HOLY SATURDAY – The body of Jesus was in the tomb but His soul was among the dead, announcing the Kingdom. The hour is coming, and now is, when the dead will hear the voice of the Son of God, and those who hear it will Live (John 5:25). Consider what it must have been like for the dead in Sheol to awaken to the voice of Jesus! Meanwhile, the disciples, heartbroken at the death of Jesus, observed the Jewish Sabbath in sorrow. They had forgotten Jesus’ promise that He would rise. We cannot forget His promise. We cannot forget it.
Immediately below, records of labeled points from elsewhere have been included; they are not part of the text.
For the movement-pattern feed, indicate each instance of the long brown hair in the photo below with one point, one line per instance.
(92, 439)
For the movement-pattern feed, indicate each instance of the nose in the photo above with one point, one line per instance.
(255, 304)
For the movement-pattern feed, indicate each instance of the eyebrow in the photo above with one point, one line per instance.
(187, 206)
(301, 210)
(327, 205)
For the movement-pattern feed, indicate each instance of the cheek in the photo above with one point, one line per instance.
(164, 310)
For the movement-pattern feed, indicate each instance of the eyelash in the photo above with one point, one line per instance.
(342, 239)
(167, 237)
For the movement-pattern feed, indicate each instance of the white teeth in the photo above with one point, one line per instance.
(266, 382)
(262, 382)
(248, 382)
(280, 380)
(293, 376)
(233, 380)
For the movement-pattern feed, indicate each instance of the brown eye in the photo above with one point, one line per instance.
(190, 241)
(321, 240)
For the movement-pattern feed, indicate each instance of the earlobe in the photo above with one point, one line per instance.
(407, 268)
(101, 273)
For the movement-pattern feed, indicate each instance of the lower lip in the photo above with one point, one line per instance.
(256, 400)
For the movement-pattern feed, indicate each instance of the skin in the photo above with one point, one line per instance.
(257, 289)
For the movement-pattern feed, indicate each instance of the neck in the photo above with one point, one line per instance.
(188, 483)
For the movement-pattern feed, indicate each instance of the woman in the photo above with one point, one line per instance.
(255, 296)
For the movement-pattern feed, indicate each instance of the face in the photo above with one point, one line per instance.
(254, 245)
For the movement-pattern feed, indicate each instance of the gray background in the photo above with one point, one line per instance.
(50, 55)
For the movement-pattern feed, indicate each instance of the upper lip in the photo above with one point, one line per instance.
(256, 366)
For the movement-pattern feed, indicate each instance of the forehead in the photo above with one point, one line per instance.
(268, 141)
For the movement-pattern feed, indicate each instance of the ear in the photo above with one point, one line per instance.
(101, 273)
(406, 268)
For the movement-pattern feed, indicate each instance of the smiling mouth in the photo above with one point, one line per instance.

Tonight in our parishes, after sundown, we gather for the Great Easter Vigil, where we will experience Jesus’ rising from the dead. We gather in darkness and light the Easter fire, which reminds us that Jesus is light in the darkness. He is the light of the world. We enter into the church and listen attentively to Bible stories describing God’s saving work of the past. Suddenly, the church lights are lit and the Gloria is sung as we celebrate the moment of Christ’s resurrection. He lives! In the joy of the resurrection, we then celebrate the Sacraments of Baptism, Confirmation, and Eucharist for our catechumens and candidates, who have prepared for many weeks for this night. As a Church, we sing Alleluia for the first time in forty days. Do everything you can to be present on this evening, and invite friends and family to join you. Our Easter Vigil ushers in an Easter joy that never ends!